The IBCC and nine river-basin roundtables were set up by the Colorado Legislature in 2005 to try to bring together all the various water users and stakeholders on both Colorado’s Front Range and Western Slope to reach consensus on some long-range trans-basin water projects.
But the projected doubling of the state’s population to 10 million people by 2050, most of whom would live on the relatively parched Front Range, means there’s growing pressure to divert the more bountiful water supplies of the Western Slope mountains to suburban lawns in Aurora, Colorado Springs, Fort Collins, Pueblo and Denver.
The Chieftain quoted Western Slope ranchers worried about their way of life drying up in the face of unrelenting growth on the Front Range, and questioning why agriculture is always the presumed sacrificial lamb. Throw into that mix Western Slope energy development — especially the specter of oil shale development — and it’s little wonder the IBCC has been able to accomplish very little but talk over the last four years.
This from today’s Chieftain article: “The Western Slope has revived the specter of oil shale, which could drink up the remaining allocation of water to Colorado under the 1922 Colorado River Compact. Many are skeptical because the energy and water costs of producing oil shale are so high, no matter what price is set by the world market.”
In fact, even industry officials acknowledge oil shale production consumes as much as three barrels of water for every barrel of oil. Some forms of production take up to five barrels of water for every barrel of oil. Even with those daunting numbers in mind, oil companies for decades have been buying up Western Slope water rights and continue to do so to this day despite the commercially unproven nature of the oil shale industry.
The Chieftain story paints this grim picture of Colorado’s water future as detailed during last week’s IBCC meeting:
“The state has between 445,000 and 1.438 million acre-feet of water to develop from the Colorado River basin under the Colorado River Compact, although prolonged drought or climate change could affect the amount.

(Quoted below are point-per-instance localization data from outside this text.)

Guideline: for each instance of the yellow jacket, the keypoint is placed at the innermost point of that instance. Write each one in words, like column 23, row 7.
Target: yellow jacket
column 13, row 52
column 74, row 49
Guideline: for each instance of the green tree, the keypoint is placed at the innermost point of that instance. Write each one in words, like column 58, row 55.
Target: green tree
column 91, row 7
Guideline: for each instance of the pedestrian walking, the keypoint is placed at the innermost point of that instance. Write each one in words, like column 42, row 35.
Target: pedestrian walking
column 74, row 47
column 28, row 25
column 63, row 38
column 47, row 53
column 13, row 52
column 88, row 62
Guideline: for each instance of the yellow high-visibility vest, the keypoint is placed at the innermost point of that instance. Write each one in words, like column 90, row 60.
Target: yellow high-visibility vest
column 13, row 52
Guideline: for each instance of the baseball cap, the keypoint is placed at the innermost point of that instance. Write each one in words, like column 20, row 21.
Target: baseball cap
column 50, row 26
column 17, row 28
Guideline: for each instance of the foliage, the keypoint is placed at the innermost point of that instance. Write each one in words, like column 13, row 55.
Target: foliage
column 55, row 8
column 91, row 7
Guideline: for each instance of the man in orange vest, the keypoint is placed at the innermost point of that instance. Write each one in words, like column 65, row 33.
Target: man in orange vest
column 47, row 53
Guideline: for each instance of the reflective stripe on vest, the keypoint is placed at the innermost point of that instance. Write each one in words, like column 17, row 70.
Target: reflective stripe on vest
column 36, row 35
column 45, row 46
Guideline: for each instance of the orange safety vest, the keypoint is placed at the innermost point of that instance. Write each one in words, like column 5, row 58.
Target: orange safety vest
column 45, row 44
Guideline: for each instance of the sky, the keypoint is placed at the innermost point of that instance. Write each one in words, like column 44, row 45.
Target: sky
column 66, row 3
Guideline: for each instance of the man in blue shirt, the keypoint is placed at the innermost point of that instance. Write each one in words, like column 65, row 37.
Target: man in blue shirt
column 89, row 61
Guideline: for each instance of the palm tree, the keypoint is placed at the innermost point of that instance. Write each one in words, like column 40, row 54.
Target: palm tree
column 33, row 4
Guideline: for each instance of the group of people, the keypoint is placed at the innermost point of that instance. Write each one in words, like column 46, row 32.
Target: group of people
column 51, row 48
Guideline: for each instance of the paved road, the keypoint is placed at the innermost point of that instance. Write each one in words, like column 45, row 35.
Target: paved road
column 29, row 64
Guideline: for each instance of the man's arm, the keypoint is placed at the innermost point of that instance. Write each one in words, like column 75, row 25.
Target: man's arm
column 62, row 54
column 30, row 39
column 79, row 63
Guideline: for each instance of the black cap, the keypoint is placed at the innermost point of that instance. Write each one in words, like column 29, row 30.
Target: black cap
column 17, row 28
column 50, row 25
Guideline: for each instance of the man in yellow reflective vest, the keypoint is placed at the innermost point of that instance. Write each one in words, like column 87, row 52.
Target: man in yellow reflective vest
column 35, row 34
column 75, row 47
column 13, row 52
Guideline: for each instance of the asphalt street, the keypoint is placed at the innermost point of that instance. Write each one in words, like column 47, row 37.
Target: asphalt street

”Right now, the state uses 1.2 million acre-feet for treated water supplies, and will need at least 2 million acre-feet by 2050. Only about one-third of the new supply will be developed under identified projects such as Colorado Springs Southern Delivery System, the Arkansas Valley Conduit, the Northern Integrated Supply Project, Aurora’s Prairie Waters or the Windy Gap water supply firming project. Oil shale development could require as much as 500,000 acre-feet of water, if it ever happens.
“We need to recognize that decisions made on oil shale are made on the international oil market, and not water availability,” said Chips Barry, manager of Denver Water. “In order to do a risk analysis, you need to put a number in and express that you have no faith whatsoever in that number.”

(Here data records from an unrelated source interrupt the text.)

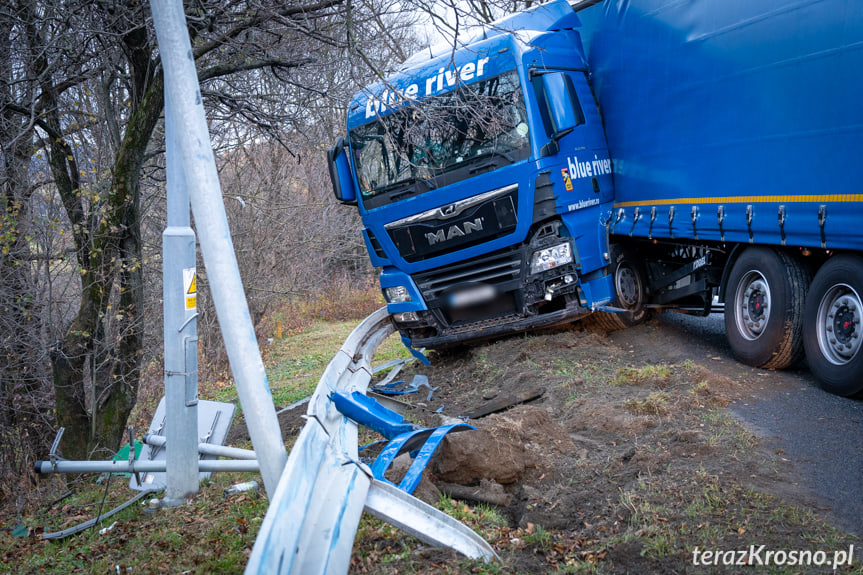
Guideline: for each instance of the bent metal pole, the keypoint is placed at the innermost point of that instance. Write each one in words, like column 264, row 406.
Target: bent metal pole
column 193, row 139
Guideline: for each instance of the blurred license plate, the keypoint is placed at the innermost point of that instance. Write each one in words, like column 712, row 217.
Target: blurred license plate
column 472, row 296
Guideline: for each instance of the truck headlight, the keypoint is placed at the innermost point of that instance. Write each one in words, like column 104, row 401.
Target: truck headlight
column 406, row 316
column 397, row 294
column 549, row 258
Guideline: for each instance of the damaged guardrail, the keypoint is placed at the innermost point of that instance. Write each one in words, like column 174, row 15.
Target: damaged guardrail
column 314, row 513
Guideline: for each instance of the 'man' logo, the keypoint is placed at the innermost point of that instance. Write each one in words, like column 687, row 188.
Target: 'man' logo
column 454, row 231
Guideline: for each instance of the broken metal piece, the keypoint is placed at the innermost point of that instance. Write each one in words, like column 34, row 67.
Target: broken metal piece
column 412, row 478
column 52, row 454
column 402, row 388
column 365, row 411
column 424, row 522
column 505, row 402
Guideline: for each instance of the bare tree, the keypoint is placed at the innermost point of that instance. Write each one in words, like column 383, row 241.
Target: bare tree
column 84, row 88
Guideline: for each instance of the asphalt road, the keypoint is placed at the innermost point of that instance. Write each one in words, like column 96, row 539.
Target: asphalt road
column 821, row 434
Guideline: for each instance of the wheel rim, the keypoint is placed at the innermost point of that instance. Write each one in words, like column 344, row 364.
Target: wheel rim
column 839, row 314
column 628, row 286
column 752, row 305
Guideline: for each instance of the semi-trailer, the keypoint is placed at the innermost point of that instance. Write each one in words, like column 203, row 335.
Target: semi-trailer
column 649, row 154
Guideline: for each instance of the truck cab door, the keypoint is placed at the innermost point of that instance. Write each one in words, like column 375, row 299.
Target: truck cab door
column 577, row 140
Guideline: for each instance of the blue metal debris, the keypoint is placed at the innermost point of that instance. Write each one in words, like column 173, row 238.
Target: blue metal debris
column 316, row 508
column 404, row 436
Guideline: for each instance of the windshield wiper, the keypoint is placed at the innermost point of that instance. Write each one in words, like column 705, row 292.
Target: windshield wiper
column 491, row 158
column 396, row 192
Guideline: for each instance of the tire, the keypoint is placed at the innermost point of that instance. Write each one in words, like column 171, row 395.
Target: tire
column 764, row 308
column 629, row 285
column 832, row 327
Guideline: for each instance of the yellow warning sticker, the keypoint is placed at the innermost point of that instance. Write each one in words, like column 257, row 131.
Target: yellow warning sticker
column 567, row 181
column 190, row 287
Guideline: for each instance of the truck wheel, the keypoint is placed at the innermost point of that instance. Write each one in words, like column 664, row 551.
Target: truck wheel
column 764, row 308
column 832, row 329
column 629, row 282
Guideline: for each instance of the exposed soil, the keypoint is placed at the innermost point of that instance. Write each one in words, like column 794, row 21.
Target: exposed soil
column 626, row 463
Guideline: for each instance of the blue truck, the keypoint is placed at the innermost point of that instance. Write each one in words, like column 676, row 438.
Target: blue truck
column 616, row 157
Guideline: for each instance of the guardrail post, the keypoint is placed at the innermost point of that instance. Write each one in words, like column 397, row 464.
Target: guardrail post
column 179, row 287
column 226, row 287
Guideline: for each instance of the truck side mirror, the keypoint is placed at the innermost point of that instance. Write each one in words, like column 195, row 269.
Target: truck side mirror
column 561, row 110
column 339, row 165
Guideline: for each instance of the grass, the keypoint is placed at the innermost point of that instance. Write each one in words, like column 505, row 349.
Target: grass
column 295, row 364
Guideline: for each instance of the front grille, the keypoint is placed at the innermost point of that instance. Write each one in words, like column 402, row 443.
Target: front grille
column 497, row 270
column 474, row 221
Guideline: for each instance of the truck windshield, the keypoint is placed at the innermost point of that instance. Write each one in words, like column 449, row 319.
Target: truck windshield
column 441, row 140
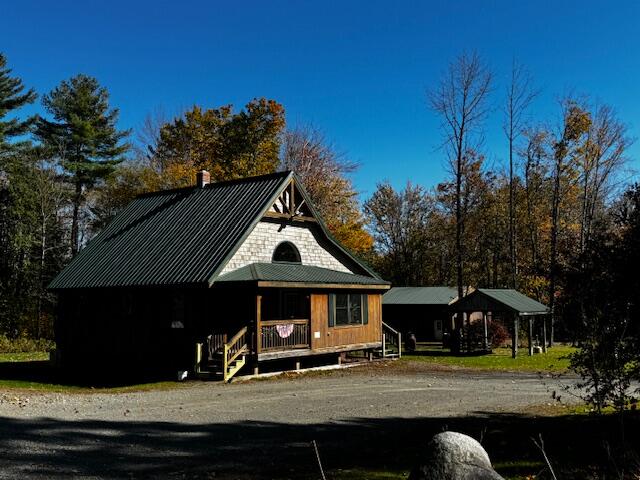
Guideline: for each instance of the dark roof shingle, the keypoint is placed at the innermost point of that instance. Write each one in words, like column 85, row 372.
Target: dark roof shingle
column 174, row 237
column 496, row 299
column 298, row 273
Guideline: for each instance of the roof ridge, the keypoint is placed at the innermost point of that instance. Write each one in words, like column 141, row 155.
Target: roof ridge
column 212, row 185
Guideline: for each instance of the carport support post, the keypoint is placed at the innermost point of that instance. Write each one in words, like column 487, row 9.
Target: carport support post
column 530, row 319
column 486, row 332
column 514, row 337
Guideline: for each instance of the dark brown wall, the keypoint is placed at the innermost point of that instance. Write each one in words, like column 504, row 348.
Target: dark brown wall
column 418, row 319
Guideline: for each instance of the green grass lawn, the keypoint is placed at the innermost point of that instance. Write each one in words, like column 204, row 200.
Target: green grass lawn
column 555, row 360
column 24, row 357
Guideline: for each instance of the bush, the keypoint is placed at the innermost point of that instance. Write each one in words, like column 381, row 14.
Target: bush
column 25, row 344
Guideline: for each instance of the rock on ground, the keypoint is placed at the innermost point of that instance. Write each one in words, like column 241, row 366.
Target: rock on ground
column 455, row 456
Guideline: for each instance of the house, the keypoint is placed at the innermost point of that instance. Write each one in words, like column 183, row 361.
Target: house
column 422, row 311
column 217, row 277
column 507, row 306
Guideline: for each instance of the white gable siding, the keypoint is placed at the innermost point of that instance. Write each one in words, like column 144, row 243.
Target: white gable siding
column 265, row 237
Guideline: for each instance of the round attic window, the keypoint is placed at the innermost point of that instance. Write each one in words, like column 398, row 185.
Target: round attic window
column 286, row 252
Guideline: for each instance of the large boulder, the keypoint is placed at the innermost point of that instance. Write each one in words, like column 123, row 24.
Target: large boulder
column 455, row 456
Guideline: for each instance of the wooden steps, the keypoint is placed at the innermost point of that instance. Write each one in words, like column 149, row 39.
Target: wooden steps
column 223, row 361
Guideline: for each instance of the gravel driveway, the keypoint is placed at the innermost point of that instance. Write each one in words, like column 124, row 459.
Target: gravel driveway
column 244, row 429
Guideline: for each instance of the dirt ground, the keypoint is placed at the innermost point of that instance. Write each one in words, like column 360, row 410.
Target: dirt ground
column 377, row 417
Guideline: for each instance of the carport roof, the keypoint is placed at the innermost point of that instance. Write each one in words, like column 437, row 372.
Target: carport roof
column 420, row 296
column 273, row 273
column 499, row 299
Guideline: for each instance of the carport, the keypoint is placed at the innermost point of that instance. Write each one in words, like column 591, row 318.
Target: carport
column 508, row 304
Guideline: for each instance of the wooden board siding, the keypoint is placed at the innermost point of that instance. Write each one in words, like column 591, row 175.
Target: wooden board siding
column 343, row 335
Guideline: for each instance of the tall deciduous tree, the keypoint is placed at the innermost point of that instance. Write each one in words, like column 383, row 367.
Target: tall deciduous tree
column 82, row 137
column 568, row 147
column 229, row 145
column 12, row 97
column 399, row 222
column 520, row 94
column 325, row 176
column 461, row 101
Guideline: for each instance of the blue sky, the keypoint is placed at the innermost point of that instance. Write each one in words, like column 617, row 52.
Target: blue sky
column 357, row 70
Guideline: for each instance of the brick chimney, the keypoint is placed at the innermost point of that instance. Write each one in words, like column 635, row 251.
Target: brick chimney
column 203, row 178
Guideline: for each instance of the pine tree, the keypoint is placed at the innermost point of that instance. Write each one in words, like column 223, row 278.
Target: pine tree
column 82, row 138
column 12, row 97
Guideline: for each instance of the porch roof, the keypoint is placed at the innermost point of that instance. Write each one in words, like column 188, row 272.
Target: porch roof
column 499, row 300
column 282, row 274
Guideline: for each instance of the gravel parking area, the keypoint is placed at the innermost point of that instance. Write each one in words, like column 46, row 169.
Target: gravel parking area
column 247, row 429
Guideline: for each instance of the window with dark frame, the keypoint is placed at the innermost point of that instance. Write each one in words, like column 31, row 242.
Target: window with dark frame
column 286, row 252
column 348, row 309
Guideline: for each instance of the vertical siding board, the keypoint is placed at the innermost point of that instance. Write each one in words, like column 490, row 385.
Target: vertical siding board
column 347, row 335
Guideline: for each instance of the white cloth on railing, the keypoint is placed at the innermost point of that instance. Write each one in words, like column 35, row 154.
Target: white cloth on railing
column 284, row 330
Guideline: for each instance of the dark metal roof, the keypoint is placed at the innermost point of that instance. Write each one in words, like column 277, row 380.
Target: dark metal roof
column 420, row 296
column 173, row 237
column 485, row 299
column 181, row 237
column 295, row 273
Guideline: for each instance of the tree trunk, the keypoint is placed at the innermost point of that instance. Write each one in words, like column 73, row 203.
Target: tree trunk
column 75, row 234
column 553, row 264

The Western Slope interests counter that energy development is a real factor, not an intangible variable.
“Energy is actively seeking new water rights and buying existing water rights,” said Dan Birch, deputy general manager of the Colorado Water Conservation District.”

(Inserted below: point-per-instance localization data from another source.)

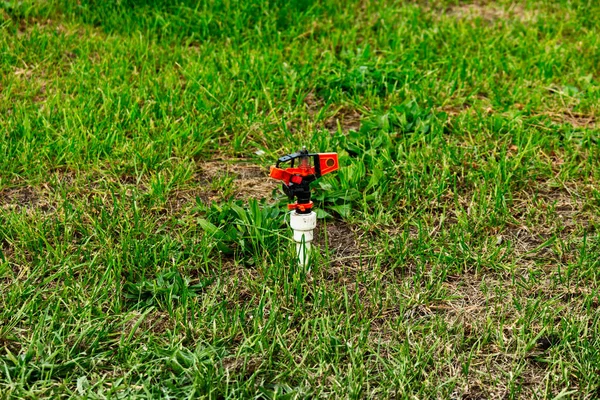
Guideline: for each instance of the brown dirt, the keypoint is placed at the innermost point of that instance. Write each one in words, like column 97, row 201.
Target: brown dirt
column 249, row 180
column 491, row 12
column 577, row 120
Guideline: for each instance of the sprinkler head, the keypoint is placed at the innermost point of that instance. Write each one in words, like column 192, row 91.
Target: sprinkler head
column 296, row 179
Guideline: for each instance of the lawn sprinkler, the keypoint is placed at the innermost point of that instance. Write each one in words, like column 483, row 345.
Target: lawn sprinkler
column 296, row 184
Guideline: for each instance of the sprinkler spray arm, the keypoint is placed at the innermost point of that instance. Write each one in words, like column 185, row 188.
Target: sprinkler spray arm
column 297, row 179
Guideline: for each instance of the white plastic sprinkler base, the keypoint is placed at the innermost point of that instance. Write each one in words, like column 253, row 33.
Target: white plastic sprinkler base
column 303, row 225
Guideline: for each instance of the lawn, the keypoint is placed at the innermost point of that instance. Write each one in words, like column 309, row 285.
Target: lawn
column 143, row 247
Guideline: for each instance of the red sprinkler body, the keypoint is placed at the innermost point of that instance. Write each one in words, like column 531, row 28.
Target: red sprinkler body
column 296, row 180
column 296, row 184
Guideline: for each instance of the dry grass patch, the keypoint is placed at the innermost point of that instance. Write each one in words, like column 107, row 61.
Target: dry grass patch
column 491, row 12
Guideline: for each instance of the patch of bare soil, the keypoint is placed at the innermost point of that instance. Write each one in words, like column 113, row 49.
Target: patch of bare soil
column 249, row 181
column 491, row 12
column 241, row 180
column 577, row 120
column 22, row 198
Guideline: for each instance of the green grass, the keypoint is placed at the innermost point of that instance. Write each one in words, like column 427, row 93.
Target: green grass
column 458, row 254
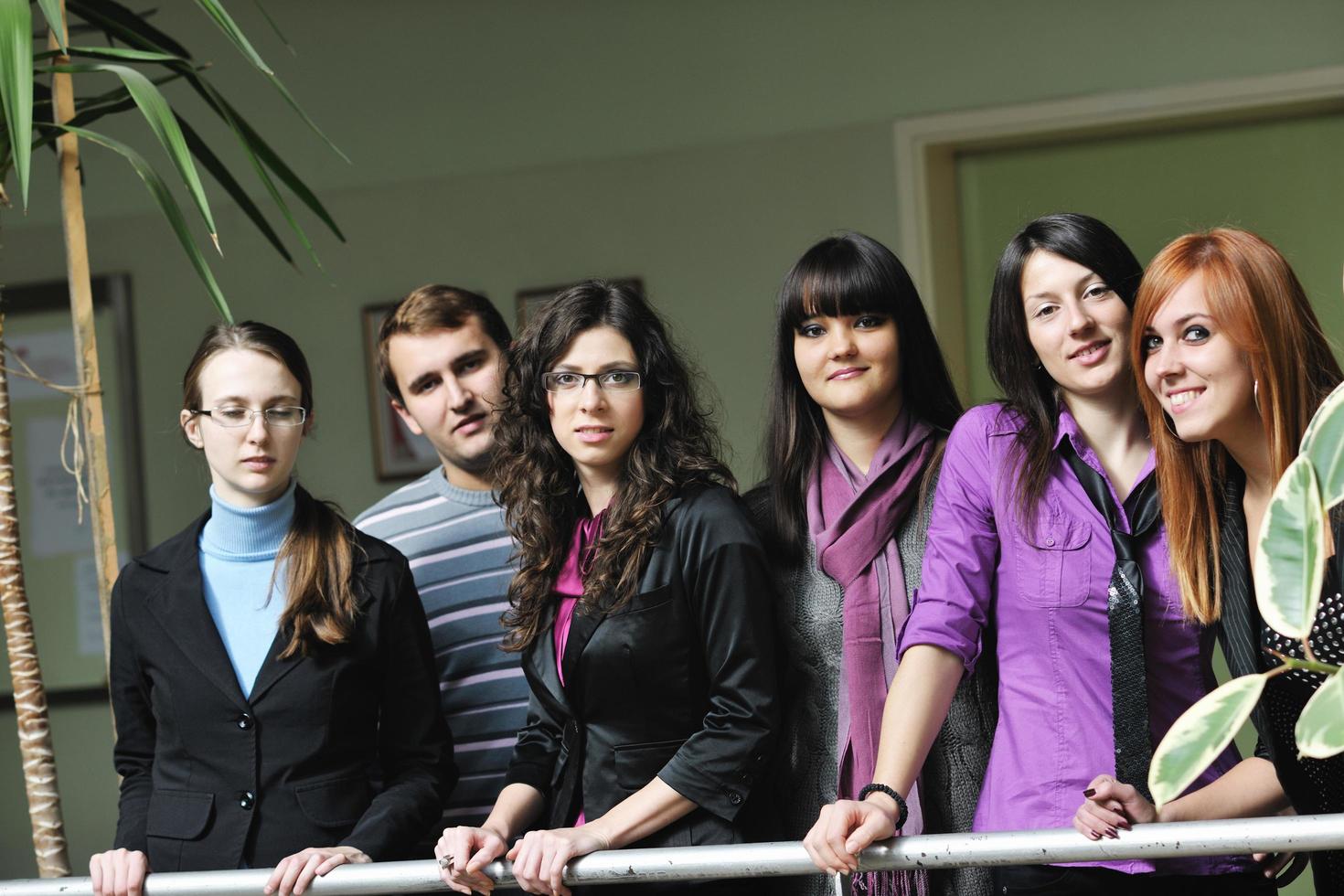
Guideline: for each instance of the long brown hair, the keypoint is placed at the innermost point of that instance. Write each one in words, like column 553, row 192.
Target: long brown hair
column 1261, row 305
column 317, row 555
column 537, row 481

The issue has become so politically charged that it blew up on Gov. Bill Ritter last week during testimony on Colorado’s New Energy Economy on Capitol Hill. U.S. Sen. James Inhofe, an Oklahoma Republican, questioned why Ritter wasn’t back home developing the state’s massive oil shale reserves. Ritter later fired back that the industry first needs to prove it can coexist with other water users in the state.